Not only that, but there was plenty of other noise going on around them in the AL East, especially involving the Orioles, who began filling their two biggest needs Friday afternoon. First it was grabbing reliever Seranthony Dominguez from the Phillies, followed by a swap with the Rays to get starter Zach Eflin.

Boone, back to being a Sunshine Superman after Wednesday’s diatribe following the sweep by the Mets, smiled Friday while being interrogated about the Orioles' moves. A poker face? Perhaps. But the clock is ticking toward Tuesday’s 6 p.m. trade deadline, and the Yankees don't seem to be improving any on their own.

“You pay attention to all of it,” Boone said before the game. “It’s all kind of exciting — wow and anxious. And at the same time, you want to get through the [deadline] and be like, this is what we’re going with, this is what everyone’s got, let’s go.”

For Boone’s sake, the Yankees can’t be at that stage yet. Aside from general manager Brian Cashman working the phones to import some help, they have some in-house Hail Marys on the horizon.

The first is Giancarlo Stanton. Boone said the club now is targeting Monday in Philadelphia for the fragile slugger’s return to the lineup. Stanton has been on the injured list with a hamstring strain since June 23, or right around the time the Yankees officially went in the tank. How desperately do they need Stanton’s power bat? Enough so that he’ll skip a rehab assignment in order to face the Phillies, but Boone insisted the move wasn’t accelerated to get Stanton back in the cleanup spot ASAP.

“No, if that were the case, we’d rush him in there today,” Boone said. “He’s physically probably at that point, but we want to make sure he’s in a really good spot. And ready to have the best opportunity to not only be successful but to sustain it, too.”

With the ever-streaky Stanton, there’s no guarantee he’ll hit the ground running. He may need a few days, at least, to again be the same Big G with the killer exit velo and the 18 homers through his first 69 games.

Also, Stanton could have company before too long, with Jasson Dominguez beginning his rehab stint Friday for Triple-A Scranton, hitting leadoff as the DH. Dominguez is well ahead of the eight-week timeline of his original prognosis for his oblique strain, and we wouldn’t expect him to be down there for a minute longer than absolutely necessary.

The problem is knowing precisely how much time he’’ll require. Dominguez returned from Tommy John surgery in May, then played only 23 games in the minors before injuring the oblique.
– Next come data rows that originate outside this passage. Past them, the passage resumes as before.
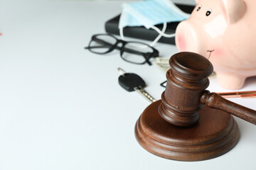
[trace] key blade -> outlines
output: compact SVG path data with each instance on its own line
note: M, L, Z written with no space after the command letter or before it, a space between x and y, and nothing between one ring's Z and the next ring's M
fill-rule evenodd
M155 102L156 101L148 92L146 92L144 88L141 86L134 87L134 90L136 90L136 91L137 91L139 94L142 94L147 101L151 103Z

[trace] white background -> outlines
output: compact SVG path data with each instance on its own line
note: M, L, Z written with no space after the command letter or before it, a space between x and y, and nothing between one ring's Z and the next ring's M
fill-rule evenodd
M139 146L134 127L149 104L117 83L135 72L160 99L165 73L114 52L84 50L122 11L122 1L2 1L0 27L0 169L256 169L256 127L235 118L238 144L210 160L183 162ZM156 45L161 57L175 46ZM255 90L255 77L242 91ZM211 91L228 91L210 80ZM233 101L256 110L255 98Z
That puts the Yankees in a bit of bind, trying to upgrade their pitiful lineup as quickly as possible yet worrying about the health of the oft-injured Martian.
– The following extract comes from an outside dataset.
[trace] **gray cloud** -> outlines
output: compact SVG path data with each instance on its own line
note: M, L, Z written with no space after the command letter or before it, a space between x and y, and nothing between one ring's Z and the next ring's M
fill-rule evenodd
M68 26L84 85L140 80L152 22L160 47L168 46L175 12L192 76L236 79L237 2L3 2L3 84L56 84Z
“Obviously he’s a guy that we’ll pay close attention to,” Boone said.

With the Yankees in town, another interesting AL East development was the Red Sox giving Alex Cora a three-year contract extension worth $21 million. The Sox didn’t even try this past winter, putting together the 12th-highest payroll in the sport, and Cora was painted as a disgruntled manager unhappy with the direction of the franchise. But that’s changed dramatically over the last few months. Boston is hovering around the third wild-card spot, and Cora is enjoying life a heck of a lot more than his Yankees counterpart these days.

“Pretty good deal,” Boone said. “He’s paying any time I see him.”

So scratch Cora’s name off the potential list of Boone replacements if the Yankees fall short of their October aspirations. And in that regard, the noise only gets louder from here.